D. glyptodon, Fitzgerald; lip resembling a glyptodon.
A species somewhat like D. elastica, but differing in the proportions and surface of the lip, the longer lobe being very hairy except at its extreme tip which is smooth but not up turned, shorter lobe glandular but not hairy. The whole lip resembles in form (miniature, of course) the enormous extinct tortoise-monster, glyptodon, a creature as large as an ox and covered with tesselated scales. Favours moist sandy flats
W.A.: Boyup Brook, Collie, Margaret River, Pinjarra. October - September

D. Jeanensis, Rogers; honouring Jean S. Rogers.
Somewhat similar to D. elastica and D. glyptodon. Leaf emerald-green, radical, orbicular or heart-shaped, glabrous.
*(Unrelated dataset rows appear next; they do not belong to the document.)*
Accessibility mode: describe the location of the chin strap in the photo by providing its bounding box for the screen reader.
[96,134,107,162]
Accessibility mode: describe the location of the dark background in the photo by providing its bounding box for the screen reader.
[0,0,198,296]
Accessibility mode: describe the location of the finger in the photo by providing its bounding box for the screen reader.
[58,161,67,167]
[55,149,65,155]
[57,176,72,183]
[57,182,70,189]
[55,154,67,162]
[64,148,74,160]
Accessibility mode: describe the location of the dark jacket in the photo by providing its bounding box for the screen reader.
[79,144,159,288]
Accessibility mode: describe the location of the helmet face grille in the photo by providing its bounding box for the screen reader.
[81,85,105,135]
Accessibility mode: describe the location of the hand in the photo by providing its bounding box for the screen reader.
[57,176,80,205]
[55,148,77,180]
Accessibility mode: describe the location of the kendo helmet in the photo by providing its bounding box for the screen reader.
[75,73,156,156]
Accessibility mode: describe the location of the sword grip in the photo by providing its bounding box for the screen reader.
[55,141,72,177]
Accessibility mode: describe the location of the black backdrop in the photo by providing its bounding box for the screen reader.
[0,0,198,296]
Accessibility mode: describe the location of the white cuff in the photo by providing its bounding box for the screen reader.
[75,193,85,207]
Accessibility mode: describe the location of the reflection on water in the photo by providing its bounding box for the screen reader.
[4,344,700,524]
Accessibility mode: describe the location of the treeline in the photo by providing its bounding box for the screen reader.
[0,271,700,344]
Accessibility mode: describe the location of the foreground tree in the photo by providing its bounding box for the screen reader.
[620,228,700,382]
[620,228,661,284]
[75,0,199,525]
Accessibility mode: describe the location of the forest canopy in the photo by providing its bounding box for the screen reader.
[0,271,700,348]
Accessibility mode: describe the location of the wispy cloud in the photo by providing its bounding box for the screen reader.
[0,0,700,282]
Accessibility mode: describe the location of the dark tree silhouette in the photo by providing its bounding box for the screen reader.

Stem very slender.
Flowers bright reddish-brown, longer lobe of lip quite smooth except for a few hairs at extreme base near insertion of claw, not glandular, not upturned at tip, shorter lobe very glandular and densely covered with branching hairs.
(Described Transactions and Proceedings Royal Society, S.A., XLIV., 1920.)
Often found associated with D. glyptodon.
W.A.: Maida Vale, Pinjarra. October.